Trevor Fetter, Tenet's president and acting chief executive officer, said the indictment was a broad attack on "a well-established, lawful and common means by which U.S. hospitals attract needed physicians to their communities. We are confident that our corporate policy on physician relocation agreements is entirely appropriate under the law, and we intend to defend ourselves vigorously."

Alvarado's chief executive officer, Barry Weinbaum, was indicted in June on charges of making illegal payments to doctors to induce patient referrals. He pleaded innocent and Tenet said it expected him to be vindicated.

The latest indictment, from a federal grand jury July 17, came on the heels of an announcement by Tenet that the federal government had expanded its inquiry into the hospital chain's doctor recruitment deals.

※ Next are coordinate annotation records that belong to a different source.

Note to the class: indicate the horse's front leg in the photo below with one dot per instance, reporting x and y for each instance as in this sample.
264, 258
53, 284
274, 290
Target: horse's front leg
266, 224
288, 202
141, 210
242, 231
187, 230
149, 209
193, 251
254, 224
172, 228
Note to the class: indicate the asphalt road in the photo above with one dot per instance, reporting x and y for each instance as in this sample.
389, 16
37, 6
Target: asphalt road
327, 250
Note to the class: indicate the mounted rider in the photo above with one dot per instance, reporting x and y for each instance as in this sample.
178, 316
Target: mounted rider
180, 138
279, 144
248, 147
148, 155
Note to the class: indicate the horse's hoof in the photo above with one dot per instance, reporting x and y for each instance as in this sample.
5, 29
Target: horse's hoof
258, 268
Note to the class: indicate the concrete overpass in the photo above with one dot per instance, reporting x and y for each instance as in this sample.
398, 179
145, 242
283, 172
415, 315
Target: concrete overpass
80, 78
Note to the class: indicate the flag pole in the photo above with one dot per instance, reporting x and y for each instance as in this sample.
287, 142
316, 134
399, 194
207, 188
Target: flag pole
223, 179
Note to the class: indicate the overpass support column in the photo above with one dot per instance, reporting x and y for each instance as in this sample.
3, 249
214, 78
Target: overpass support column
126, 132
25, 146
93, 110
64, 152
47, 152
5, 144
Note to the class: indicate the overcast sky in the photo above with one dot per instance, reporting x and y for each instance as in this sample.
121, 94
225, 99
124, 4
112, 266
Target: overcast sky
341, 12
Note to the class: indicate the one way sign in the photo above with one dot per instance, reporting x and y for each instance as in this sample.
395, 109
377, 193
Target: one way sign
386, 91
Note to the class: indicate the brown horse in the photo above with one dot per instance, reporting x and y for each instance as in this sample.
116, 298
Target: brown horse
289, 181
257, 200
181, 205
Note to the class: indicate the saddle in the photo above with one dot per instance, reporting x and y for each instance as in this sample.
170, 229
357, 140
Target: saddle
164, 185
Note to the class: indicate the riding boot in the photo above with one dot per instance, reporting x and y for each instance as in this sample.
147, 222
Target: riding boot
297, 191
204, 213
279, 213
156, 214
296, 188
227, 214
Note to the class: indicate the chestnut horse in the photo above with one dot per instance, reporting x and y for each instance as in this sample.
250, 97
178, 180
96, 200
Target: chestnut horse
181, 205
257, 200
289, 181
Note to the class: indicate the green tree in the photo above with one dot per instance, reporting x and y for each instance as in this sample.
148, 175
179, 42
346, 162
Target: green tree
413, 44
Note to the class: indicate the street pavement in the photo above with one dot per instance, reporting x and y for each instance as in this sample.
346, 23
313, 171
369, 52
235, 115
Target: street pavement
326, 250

The Santa Barbara, Calif.-based company said July 15 that it had received subpoenas from the U.S. Attorney's Office for information about doctor relocation agreements since 1995 related to seven Tenet hospitals in Southern California, as well as summary information about those agreements at all of Tenet's hospital subsidiaries. A Tenet spokesman said there were no plans to suspend such dealings while the probe continues.

Under a typical physician relocation agreement, a hospital pays some moving costs for a physician to relocate to a community as well as an income guarantee in exchange for a commitment from the physician to practice in the community for a minimum period of time.

Of the 42,000 physicians with admitting privileges at Tenet's 114 hospitals, fewer than 2.5% have relocation agreements, the company said.

The investigation and indictment are the latest blows for Tenet, which has been accused in a federal lawsuit of overbilling Medicare. The FBI also is investigating claims that two physicians at a Redding, Calif., Tenet hospital performed unnecessary heart operations.

In addition, the Internal Revenue Service is looking into whether the company owes $269 million in back taxes and interest. And the company's CEO recently resigned.